Otros también quedaban así por balas en ataques entre bandas, que se volvieron muy comunes por esos años.
Entonces de un momento a otro pasé de ser uno de los pocos a estar rodeado de jóvenes que estaban en la misma condición de discapacidad en la que yo estaba. Y no digo que eso cambió la accesibilidad, pero sí impulsó a que hubiera mejoras.
Una de ellas, la puesta en marcha del metro de la ciudad. Cuando yo me gradué de bachillerato, a mí el asunto de estudiar me quedó gustando. Entonces me presenté a la Universidad de Antioquia, que es la universidad pública más grande de la ciudad.
Y pasé. A sociología. Y de esa forma comenzaron cinco de los años más maravillosos de mi vida, por una simple razón: en la universidad nunca me sentí como un discapacitado.

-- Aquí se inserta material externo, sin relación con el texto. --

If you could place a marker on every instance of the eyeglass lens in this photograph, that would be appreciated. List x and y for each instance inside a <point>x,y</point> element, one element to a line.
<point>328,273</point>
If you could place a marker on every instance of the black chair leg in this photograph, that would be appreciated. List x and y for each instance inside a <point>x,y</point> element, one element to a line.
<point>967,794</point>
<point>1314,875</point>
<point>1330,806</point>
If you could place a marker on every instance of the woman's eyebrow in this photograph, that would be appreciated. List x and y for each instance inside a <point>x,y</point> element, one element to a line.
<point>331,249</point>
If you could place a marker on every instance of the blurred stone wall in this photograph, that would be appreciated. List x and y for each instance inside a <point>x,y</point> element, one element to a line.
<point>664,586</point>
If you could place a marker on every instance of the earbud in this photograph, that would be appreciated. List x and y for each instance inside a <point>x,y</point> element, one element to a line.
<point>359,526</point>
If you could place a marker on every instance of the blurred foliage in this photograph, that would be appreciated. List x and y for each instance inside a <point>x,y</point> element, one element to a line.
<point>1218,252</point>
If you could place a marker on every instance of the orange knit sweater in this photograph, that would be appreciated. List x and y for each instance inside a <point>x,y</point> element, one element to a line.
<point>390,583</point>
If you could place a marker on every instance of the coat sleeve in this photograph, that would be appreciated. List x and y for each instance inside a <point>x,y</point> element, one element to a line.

Es un lugar donde era un estudiante más. Como con mi familia, nunca tuve que pedir que me llevaran de un lado a otro. Nunca tuve que cancelar una materia porque no podía asistir. Si por algún motivo el salón donde daban la clase no era accesible, los profesores se acomodaban para hacerme participar.
Eso me cambió la vida. Porque gracias a la tesis de grado que presenté, uno de los profesores me llevó a trabajar con él en un programa de atención de los problemas sociales de Medellín, como desplazamiento forzado, violencia intrafamiliar, violencia sexual, niñez abandonada.
Al principio, era un proyecto individual, pero después se creó una línea de atención de emergencias -de ambulancias, policía, bomberos-, cuando se pensó que era una buena idea tener una línea directa para este tipo de temas.
Y comencé primero como uno de los que atendían las llamadas. Actualmente soy el coordinador de esa línea, este trabajo me mostró el dolor que viven muchas personas en Medellín todos los días. Es una ciudad muy desigual, donde hay personas que sufren y donde no hay tantas herramientas ni recursos.
Sobra decir que en estos 50 años el país ha cambiado mucho en cuestiones de accesibilidad, pero seguimos mirando a las personas con discapacidad como distintas y aún no tenemos un diseño urbanístico que nos incluya como habitantes de la ciudad.
Porque somos habitantes de la ciudad. No puede haber muros físicos ni mentales que nos sigan separando de lo que es nuestro derecho: pertenecer a Medellín. A Colombia.